Big data can reveal information about a listener's motive — why do they listen to a certain artist? This allows the business to quickly notice trends and provide precise information about a certain segment of the population's musical DNA.
It also gives the music industry greater fan interaction tactics. Relationships between innovative brands and artists make it feasible. This could alleviate a lot of the problems that the music industry is having with music distribution right now. Most crucially, the use of a big data catalogue for streaming music may be able to solve the issue of artist pay. Many are asking for musicians to be paid based on the number of plays they receive, similar to pay-per-click commercials. (Reference)

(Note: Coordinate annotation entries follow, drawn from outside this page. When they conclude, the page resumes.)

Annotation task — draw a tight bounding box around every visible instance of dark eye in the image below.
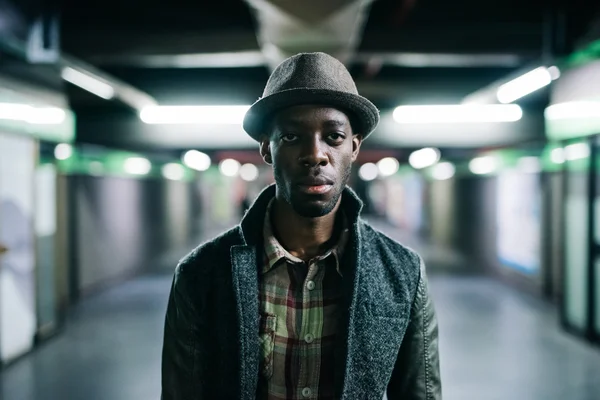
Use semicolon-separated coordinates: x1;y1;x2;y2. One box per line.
281;133;297;143
328;132;346;143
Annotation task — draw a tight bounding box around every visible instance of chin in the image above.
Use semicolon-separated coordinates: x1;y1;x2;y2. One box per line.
291;196;339;218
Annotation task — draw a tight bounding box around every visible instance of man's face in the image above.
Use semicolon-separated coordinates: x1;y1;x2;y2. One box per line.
261;105;362;218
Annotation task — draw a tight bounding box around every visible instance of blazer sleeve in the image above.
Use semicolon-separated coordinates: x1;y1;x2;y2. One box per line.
387;260;442;400
161;265;206;400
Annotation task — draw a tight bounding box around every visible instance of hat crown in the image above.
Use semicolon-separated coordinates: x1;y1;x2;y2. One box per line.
263;53;358;97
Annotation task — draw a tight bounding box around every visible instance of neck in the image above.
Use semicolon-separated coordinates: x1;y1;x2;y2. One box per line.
271;192;341;261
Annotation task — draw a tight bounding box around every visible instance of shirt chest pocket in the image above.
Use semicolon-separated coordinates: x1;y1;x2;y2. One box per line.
259;314;277;379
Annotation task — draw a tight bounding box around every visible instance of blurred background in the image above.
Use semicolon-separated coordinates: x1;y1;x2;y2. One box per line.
0;0;600;400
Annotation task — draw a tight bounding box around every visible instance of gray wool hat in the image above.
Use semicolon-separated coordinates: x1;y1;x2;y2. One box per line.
243;53;379;141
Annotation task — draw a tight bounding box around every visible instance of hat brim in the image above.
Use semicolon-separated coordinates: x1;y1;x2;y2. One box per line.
242;88;379;141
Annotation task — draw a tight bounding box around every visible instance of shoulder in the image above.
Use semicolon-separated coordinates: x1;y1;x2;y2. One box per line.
359;219;424;283
175;226;242;285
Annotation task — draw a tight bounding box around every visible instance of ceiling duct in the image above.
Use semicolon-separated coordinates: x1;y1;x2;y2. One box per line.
246;0;374;69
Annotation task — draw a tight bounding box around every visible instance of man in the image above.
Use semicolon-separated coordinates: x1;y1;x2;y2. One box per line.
162;53;441;400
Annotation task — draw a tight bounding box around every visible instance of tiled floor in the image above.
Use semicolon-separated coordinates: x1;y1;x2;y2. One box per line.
0;223;600;400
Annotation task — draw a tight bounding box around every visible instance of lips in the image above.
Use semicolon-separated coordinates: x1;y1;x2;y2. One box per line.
298;177;333;194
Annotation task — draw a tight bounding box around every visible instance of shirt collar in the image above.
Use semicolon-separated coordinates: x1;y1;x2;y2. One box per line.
262;198;349;275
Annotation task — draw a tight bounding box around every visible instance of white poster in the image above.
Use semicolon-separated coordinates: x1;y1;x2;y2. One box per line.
0;134;36;362
496;170;541;274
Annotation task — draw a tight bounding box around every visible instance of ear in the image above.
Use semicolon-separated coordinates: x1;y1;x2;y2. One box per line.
352;134;362;162
260;135;273;165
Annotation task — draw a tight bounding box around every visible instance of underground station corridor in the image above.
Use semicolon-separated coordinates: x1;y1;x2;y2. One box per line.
0;0;600;400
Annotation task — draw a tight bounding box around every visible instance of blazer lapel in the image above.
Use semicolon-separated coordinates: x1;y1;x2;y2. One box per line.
335;222;363;399
231;246;260;400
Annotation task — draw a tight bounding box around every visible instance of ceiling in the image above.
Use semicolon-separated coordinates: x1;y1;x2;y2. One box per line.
0;0;598;155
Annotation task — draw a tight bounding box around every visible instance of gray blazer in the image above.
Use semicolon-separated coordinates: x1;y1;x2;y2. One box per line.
162;186;441;400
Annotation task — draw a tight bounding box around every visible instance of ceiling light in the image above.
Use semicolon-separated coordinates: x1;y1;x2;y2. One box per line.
431;162;456;181
544;101;600;120
408;148;440;169
358;163;379;181
54;143;73;160
140;106;250;125
61;67;115;100
219;158;240;176
548;65;560;81
393;104;523;124
240;164;258;182
565;143;590;161
182;150;210;171
517;156;542;174
469;156;497;175
550;147;565;164
162;163;185;181
377;157;400;176
123;157;152;175
496;67;552;104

The music industry is well aware that many people will not pay for music. Big data advancements may usher in a huge revolution, relieving consumers of the burden of fixing the music industry's antiquated business mechanisms.
After all, songs are only data. Over time, a massive "store" might be built from this massive accumulation of data. Artists can choose to share data earnings, giving them more control over the direction of their work.
Also Read | Machine Learning for Music Genere Classification
The music industry benefits from big data. As you can see, we're about to embark on a new and exciting era. To gain insights from Big Data, you don't need to be an expert in technology or computing. Big data isn't only for the privileged few.
It's time for you, as a business owner, to start using big data to better understand music customers. Big data is definitely worth investigating. Just keep in mind that, as consumer privacy concerns grow and legislation mandates how to handle acquired data, music business professionals who rely on it may face new hurdles in the future.